Couple things going on here so ill break it down

  1. “Creating inherent data providers took more time than we had left for the slot” This is an error we often see when the server/computer’s clock is just ever so slightly out of sync. I would suggest resyncing your time, and verify its not off with https://time.is/

  2. The high load average is something we are still looking into for optimizations and such @ivan-subspace mind taking a look?

thanks! ( some experience in tech support )

  1. check it and sync with time and NTP server is OK
    image

  2. high LA and i guess low IO with my HDDs started just when node synced to high block

@nazar-pc Starting to see Creating inherent data providers took more time than we had left for the slot error, there is a similar post with the same issue.
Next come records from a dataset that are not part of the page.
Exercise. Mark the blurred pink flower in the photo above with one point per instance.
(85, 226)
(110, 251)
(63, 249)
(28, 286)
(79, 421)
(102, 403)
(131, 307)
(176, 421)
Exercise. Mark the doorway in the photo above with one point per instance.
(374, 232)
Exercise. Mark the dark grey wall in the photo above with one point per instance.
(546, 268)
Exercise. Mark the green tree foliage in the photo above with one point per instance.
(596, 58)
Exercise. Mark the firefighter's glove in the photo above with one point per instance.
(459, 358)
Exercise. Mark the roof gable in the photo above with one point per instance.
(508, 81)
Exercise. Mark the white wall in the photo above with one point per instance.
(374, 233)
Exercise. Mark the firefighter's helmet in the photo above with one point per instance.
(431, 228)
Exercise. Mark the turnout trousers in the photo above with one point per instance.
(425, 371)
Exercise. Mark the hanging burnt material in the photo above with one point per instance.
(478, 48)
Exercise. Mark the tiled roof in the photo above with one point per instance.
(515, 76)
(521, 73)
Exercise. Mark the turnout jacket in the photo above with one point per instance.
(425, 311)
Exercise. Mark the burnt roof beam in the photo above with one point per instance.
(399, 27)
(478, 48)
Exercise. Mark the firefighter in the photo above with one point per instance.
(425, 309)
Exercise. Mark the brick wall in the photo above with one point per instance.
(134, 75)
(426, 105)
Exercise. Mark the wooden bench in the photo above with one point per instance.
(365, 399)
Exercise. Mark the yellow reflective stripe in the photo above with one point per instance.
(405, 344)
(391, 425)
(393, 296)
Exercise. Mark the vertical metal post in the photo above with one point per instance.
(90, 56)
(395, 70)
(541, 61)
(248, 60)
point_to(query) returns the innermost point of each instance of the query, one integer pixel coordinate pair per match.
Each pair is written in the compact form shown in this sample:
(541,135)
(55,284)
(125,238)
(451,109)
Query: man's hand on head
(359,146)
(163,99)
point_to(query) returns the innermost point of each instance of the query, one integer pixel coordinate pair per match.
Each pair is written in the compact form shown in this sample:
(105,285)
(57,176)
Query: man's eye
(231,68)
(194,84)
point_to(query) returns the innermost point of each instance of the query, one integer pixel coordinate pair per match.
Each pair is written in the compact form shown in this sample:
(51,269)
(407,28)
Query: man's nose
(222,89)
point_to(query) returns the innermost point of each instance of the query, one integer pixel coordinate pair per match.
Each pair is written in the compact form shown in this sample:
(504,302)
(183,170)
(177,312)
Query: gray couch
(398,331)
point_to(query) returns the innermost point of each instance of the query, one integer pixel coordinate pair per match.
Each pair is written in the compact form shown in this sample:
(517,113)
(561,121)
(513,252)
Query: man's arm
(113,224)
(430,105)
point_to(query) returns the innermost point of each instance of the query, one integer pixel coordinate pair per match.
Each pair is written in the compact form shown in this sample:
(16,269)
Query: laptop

In the past this was a system time issue, but this appears to have a separate cause.

also my versions (forgot it)

subspace-node 0.1.0-3c3a48f865c
subspace-farmer 0.3.0

snapshots from
gemini-1b-2022-jun-13

It is not related to systen time, rather disk is not fast enough for node. When running archival node with large plot at the same time, node’s performance can suffer. In that case it makes most sense to move node to SSD and leave farmer on HDD. Though we’ll be making improvements to both.